Después ya no te vi hasta tres años más tarde --mil novecientos setenta y uno-- cuando entraste por la esquina abierta del pabellón de mayores que nos acogía ahora, triunfalmente motorizado, montando tu Vespa de tres ruedas adaptada a tu minusvalía; revelando en la felicidad de tu cara cierta épica de una nueva vida en la emancipación por fin de la benéfica institución. Todo un progreso que había que mostrarlo, y ¿dónde mejor? Era curiosa aquella necesidad --más que costumbre-- de todos de retornar al mismo sitio donde habíamos sido infelices... intentando demostrar ¿el qué?; cuestión muy recurrente en muchos de mis sueños; pendiente, seguramente, de psicoanálisis. Aquellas fotos con el artefacto de tres ruedas que nos hicimos son los últimos momentos juntos. ¿Dónde estás ahora?

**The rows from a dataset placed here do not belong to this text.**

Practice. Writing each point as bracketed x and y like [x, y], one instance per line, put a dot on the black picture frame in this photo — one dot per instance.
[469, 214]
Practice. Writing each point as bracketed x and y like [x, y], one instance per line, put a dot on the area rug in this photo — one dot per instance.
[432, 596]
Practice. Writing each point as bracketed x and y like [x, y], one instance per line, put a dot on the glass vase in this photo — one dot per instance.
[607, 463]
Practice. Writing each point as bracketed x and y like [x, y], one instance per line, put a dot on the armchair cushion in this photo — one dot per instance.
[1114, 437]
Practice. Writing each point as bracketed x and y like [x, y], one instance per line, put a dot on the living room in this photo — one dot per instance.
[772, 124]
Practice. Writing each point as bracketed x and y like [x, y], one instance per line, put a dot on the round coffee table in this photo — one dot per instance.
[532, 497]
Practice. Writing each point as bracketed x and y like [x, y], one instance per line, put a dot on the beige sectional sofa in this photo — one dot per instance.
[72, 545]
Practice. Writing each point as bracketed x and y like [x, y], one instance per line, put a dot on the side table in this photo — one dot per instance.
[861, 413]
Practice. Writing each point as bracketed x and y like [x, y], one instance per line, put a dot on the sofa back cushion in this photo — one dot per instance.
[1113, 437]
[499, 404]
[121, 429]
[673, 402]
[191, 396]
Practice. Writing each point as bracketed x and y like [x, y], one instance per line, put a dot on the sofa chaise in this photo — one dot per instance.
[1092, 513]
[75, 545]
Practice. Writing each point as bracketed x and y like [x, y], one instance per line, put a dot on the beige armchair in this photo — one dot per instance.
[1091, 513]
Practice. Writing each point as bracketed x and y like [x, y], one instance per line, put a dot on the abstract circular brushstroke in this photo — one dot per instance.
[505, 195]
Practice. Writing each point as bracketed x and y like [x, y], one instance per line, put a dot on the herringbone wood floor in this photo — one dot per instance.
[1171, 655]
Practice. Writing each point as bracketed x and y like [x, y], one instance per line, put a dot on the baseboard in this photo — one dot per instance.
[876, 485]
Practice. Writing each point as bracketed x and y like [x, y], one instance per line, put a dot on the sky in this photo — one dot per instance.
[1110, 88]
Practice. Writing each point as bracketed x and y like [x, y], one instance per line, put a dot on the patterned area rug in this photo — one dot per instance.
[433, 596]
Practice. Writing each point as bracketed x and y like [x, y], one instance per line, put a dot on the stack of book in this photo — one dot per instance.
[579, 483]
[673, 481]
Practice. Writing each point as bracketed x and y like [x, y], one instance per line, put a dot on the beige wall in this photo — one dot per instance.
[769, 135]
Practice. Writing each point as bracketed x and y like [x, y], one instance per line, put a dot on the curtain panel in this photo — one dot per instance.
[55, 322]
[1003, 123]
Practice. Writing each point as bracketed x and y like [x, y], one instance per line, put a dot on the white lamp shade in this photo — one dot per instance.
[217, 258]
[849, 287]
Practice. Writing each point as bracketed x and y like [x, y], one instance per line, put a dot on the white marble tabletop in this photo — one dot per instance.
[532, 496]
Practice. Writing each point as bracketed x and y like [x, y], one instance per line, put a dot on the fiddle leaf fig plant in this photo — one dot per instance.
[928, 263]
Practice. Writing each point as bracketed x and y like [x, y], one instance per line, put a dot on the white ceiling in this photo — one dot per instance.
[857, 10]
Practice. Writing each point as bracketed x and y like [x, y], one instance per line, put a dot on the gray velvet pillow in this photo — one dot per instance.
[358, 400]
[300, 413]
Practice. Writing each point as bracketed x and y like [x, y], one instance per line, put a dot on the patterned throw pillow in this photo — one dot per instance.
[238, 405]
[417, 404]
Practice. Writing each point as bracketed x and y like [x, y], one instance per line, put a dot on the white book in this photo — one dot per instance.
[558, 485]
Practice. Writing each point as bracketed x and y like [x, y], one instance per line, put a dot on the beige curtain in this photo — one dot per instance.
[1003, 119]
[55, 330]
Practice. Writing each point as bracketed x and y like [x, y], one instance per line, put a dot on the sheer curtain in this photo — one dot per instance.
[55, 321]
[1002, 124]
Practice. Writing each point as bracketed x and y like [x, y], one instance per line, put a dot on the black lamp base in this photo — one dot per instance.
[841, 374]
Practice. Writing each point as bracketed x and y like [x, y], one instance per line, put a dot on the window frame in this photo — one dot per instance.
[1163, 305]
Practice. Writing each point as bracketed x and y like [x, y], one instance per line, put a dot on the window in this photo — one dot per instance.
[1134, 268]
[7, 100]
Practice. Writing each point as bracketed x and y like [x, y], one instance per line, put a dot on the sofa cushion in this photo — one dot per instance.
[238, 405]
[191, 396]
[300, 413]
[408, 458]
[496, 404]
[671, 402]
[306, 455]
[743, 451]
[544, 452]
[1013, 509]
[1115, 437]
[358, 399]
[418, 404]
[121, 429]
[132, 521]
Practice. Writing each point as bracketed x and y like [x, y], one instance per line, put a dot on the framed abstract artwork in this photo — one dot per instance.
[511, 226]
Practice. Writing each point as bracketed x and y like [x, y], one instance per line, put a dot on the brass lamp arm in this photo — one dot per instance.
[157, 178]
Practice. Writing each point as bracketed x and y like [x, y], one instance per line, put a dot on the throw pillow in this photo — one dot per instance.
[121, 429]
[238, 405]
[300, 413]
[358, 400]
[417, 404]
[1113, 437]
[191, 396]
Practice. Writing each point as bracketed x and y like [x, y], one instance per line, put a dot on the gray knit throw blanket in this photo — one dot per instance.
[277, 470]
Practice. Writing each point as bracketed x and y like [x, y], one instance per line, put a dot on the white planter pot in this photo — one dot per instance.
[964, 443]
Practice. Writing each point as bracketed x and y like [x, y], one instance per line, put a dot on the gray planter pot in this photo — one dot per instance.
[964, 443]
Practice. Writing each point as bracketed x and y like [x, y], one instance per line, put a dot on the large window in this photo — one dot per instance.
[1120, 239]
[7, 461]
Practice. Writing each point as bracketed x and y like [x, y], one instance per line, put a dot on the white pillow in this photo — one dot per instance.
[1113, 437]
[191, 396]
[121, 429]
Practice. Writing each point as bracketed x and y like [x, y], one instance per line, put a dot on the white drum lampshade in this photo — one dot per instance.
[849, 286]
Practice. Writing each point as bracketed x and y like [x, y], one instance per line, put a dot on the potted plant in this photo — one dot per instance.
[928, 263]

¡Dónde están también ahora?... ¿dónde han quedado tus cantos más dolientes?: " Voy a contarles un corrido muy mentado / lo que ha pasado allá en la hacienda de la flor / la triste historia de un ranchero enamorado / que fue borracho, parrandero y jugador...", en los que en cada guiño de la letra se escapaban entre tus dientes los suspiros de tu anodina historia que hubiera querido parecerse a la del protagonista del corrido... " Juan lo llamaban y lo apodaban charrasqueado / era valiente y arriesgado en el amor / a las mujeres más bonitas se llevaba / de aquellos campos no quedaba ni una flor / Un día domingo que se andaba emborrachando / a la cantina le corrieron a avisar: / Cuídate Juan que ya por ahí te andan buscando / son muchos hombres, no te vayan a matar...", y en cada requiebro de la música un lamento de desarraigo de tu propia vida... " No tuvo tiempo de montar en su caballo / pistola en mano se le echaron a montón: / Estoy borracho les gritaba y soy buen gallo / cuando una bala atravesó su corazón...", y en cada quejido de tu desafinada voz un gemido de dolor... " Ya las campanas del santuario están doblando / todos los fieles se dirigen a rezar / y por el cerro los rancheros van bajando / a un hombre muerto que lo llevan a enterrar..." ¿Adónde habrán ido?... ecos de un tiempo que habiendo trascendido los muros de tus encierros hoy vagan expandiéndose sin final por los espacios siderales por donde viaja eternamente también el pasado.
Sólo te sentías libre cantando aquellas canciones --copla, rancheras...-- que nosotros percibíamos solamente como trasfondo de nuestra cercana infancia y cuyos sonidos asociados a la escasez afectiva y a las carencias materiales intentamos con la adolescencia disipar en la vorágine de la música pop --The Beatles--; la de nuestro tiempo. Habíamos cambiado los registros musicales pero el fondo era el mismo; y tú lo sabías bien.
Rafael, espero que continúes "cantando bonito"; yo lo sigo haciendo.
FranciscoMolinaGómez
(... después leí en algún sitio que te dedicaste a buscar a tu madre y algo encontraste, y que tu espíritu de superación hizo que abandonaras el proteccionismo: andando los años te emancipaste y te casaste...; y aquella reseña escrita termina diciendo: "Hoy es el día que nada sabemos de él, ni por donde caminará su cuerpo, o si le hará sombra". En cualquier lugar donde estés: Gracias por los momentos compartidos. En cambio a los taimados personajes ¿quién los recuerda ahora?)